Когда я уверилась, что получила от Танна всю возможную информацию, я заплатила ему несколько медяков и отправила обратно в гостиницу.

Прежде чем вернуть песика на его место под корзинами, я еще раз его оглядела. Закругленные уши казались слишком маленькими, а ноздри – слишком узкими. Рыжая шерсть – там, где она сохранилась, – выглядела короткой и густой. Глаза не соответствовали внешности дворняжки, выросшей в трущобах, – в них светился расчетливый ум. Подобный взгляд я замечала у ныряльщиков – охотничьих водяных псов с острова Фен, хотя те никогда не бывали рыжими и лапы у них были короче, чем у Следопыта. Чтобы подтвердить свою догадку, я подняла казавшуюся слишком большой лапу песика. Между пальцами виднелись перепонки. Я едва не рассмеялась – передо мной был наполовину ныряльщик, наполовину собака, – такая же полукровка, как и я сама.

Радуясь моему вниманию, Следопыт замахал своим тяжелым хвостом – что было не слишком разумно. Хвост, как дубинка, врезался в корзину. Песик заскулил, припал к земле, и тут его вырвало. К счастью, мне удалось увернуться. Я велела Следопыту залезть под корзины, и он сразу послушался – в конце концов, он был еще совсем щенок.

Без особого желания я двинулась в сторону центра Гортанской Пристани. Чем больше я узнавала, тем сильнее крепло во мне убеждение: я коснулась чего-то, справиться, с чем мне не по силам. Каждая интрига здесь осложнялась бесчисленными противоречивыми интересами, каждая волна была полна множеством разнонаправленных течений, и в своих поисках рабыни-цирказеанки я плыла по опасным водам, рискуя пойти ко дну.

Начало дня на косе Гортан бывало обычно жарким и безветренным. Солнечный свет, отраженный от белого песка, невыносимо резал глаза, и даже блеск морской воды казался слишком ярким. В это время суток вонь на причалах тоже делалась особенно отвратительной, так что каждый вдох приходилось делать с усилием. Все, кто мог позволить себе находиться в помещении, прятались от жары за закрытыми ставнями и спали, как это делала и я. Даже бродячие собаки дремали, мертвыми телами растянувшись в тени.

К тому времени, когда я рассталась с Танном и его любимцем, день стал клониться к вечеру, и живые существа на косе Гортан начали оживать.
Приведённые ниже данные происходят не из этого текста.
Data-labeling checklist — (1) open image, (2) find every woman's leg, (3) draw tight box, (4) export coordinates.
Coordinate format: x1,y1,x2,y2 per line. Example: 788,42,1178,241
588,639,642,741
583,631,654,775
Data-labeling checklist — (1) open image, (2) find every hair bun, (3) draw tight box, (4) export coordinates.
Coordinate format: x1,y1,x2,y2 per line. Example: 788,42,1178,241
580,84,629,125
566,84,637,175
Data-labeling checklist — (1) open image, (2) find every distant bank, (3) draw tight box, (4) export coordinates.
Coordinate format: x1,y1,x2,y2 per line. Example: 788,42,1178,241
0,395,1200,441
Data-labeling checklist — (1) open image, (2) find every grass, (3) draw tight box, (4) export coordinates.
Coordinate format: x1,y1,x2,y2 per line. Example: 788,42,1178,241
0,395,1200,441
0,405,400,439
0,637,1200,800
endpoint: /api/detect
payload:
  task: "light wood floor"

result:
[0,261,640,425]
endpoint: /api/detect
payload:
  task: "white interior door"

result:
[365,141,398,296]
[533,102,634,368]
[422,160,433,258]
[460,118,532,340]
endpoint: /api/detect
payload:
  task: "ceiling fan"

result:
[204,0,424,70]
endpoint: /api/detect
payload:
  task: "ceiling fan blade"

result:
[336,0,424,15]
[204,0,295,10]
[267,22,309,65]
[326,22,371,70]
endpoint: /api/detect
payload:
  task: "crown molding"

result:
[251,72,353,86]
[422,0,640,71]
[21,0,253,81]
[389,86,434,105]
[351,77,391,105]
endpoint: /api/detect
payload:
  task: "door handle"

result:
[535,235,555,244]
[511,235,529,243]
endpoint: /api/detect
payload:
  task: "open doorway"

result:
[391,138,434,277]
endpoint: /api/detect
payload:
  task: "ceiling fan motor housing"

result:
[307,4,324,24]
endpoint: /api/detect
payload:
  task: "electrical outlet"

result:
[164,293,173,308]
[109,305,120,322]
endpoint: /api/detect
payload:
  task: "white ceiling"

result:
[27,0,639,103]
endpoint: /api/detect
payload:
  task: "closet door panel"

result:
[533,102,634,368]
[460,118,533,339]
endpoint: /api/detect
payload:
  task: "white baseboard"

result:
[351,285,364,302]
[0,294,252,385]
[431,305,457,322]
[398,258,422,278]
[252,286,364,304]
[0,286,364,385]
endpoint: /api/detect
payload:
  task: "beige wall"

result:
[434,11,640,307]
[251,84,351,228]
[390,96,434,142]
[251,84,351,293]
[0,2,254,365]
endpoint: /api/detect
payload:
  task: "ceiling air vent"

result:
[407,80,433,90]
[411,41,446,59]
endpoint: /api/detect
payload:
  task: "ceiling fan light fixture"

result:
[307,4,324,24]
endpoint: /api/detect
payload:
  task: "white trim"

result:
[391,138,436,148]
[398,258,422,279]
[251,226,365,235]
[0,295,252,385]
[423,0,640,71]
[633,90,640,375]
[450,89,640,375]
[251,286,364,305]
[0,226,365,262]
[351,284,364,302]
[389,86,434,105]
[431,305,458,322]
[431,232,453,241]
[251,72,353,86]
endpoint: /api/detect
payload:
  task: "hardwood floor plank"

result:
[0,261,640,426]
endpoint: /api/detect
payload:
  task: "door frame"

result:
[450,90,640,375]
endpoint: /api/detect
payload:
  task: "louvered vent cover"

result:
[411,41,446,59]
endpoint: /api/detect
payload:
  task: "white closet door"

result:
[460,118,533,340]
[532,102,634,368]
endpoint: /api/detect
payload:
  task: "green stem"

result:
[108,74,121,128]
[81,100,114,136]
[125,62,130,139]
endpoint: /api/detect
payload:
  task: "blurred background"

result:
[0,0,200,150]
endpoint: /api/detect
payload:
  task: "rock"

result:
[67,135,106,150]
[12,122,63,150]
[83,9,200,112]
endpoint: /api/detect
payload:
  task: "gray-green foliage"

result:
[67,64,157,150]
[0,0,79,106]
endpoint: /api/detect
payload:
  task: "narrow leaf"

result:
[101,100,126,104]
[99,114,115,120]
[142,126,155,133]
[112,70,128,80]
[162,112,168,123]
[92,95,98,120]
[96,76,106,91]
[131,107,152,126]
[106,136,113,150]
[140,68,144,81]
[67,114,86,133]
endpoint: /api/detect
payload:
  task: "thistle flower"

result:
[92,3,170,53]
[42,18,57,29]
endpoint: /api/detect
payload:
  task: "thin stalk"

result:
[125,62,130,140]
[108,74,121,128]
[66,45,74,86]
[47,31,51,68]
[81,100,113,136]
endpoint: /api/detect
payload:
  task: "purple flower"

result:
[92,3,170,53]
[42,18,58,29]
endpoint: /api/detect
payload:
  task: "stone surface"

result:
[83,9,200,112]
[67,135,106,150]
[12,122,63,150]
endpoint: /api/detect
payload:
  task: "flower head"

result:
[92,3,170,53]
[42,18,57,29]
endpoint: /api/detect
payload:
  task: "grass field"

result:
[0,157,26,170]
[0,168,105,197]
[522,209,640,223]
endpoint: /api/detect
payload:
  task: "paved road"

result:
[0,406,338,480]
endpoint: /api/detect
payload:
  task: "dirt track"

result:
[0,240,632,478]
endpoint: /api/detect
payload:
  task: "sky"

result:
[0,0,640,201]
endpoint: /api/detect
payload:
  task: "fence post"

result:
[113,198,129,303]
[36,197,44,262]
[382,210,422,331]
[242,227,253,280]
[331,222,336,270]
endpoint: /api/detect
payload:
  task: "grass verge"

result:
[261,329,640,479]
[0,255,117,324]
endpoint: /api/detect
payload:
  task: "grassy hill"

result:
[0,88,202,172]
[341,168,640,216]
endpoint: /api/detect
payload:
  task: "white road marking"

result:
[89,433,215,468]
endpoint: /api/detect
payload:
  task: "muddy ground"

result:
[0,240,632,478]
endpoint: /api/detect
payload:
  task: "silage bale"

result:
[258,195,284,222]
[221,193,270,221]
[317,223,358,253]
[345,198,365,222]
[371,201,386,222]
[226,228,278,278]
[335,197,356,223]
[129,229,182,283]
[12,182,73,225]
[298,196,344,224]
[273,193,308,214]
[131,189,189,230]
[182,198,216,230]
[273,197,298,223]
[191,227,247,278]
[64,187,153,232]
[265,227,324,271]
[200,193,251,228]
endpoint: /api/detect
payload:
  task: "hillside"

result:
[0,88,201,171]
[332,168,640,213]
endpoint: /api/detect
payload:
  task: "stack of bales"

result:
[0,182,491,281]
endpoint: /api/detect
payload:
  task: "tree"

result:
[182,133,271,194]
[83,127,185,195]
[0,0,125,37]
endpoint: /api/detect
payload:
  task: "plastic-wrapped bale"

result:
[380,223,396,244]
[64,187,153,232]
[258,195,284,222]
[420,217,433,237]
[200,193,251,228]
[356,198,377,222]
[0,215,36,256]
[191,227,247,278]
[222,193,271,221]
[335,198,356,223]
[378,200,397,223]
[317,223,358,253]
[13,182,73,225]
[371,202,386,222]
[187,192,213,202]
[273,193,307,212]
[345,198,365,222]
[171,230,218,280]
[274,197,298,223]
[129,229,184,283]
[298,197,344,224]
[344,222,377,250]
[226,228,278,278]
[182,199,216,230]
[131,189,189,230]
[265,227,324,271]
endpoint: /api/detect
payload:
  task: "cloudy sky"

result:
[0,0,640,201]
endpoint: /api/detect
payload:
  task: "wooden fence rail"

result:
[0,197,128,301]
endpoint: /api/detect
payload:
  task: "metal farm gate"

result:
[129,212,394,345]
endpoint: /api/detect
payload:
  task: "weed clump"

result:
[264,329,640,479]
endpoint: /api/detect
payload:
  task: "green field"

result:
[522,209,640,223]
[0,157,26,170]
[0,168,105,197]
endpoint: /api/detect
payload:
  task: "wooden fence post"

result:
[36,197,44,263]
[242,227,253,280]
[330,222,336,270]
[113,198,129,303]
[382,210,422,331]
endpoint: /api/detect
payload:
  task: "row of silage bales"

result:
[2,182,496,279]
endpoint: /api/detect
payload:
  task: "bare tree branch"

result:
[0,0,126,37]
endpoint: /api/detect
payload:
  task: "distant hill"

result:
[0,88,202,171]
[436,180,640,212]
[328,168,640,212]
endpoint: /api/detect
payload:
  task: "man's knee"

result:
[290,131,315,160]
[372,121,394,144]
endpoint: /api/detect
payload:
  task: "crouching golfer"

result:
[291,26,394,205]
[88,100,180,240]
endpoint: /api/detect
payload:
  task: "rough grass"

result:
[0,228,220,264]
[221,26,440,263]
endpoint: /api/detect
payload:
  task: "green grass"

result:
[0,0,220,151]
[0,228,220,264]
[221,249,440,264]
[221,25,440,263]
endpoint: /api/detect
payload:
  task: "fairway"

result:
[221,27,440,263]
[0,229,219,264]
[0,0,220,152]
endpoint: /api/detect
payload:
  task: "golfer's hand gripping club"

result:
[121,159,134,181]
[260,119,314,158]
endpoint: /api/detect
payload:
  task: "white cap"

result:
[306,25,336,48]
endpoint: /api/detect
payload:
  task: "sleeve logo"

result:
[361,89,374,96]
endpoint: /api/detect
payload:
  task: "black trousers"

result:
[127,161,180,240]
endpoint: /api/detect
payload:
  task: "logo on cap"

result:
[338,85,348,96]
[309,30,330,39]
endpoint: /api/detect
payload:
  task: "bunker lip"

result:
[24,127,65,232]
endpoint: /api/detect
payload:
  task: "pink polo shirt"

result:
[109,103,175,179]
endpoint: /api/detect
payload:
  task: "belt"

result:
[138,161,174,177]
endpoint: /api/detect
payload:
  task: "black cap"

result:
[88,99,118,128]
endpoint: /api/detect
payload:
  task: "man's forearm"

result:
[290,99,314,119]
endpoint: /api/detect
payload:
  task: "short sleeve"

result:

Именно в это время суток возникал феномен, который местные жители называли Доктором: свежий ветер с моря нес приятную влажность, развеивал миазмы и умерял жару. Рыбачьи лодки отправлялись на ночной лов, маневрируя, чтобы выйти из гавани при встречном ветре, а город стряхивал с себя сонливость. Лавочники распахивали ставни, зазывалы хватали за руки прохожих, нищие ковыляли на самые оживленные перекрестки, а собаки бегали по улицам, высматривая, не удастся ли что-нибудь стащить. Контраст с первой половиной дня был разительным, но оживление длилось недолго. Как только сгущались сумерки, атмосфера менялась: лавки закрывались, зато свои двери распахивали таверны и бордели. Законопослушная деловая жизнь сменялась тайными и зловещими ночными сделками под аккомпанемент пьяных криков и драк; проявлять любопытство не рекомендовалось: редкая ночь обходилась без убийства или двух.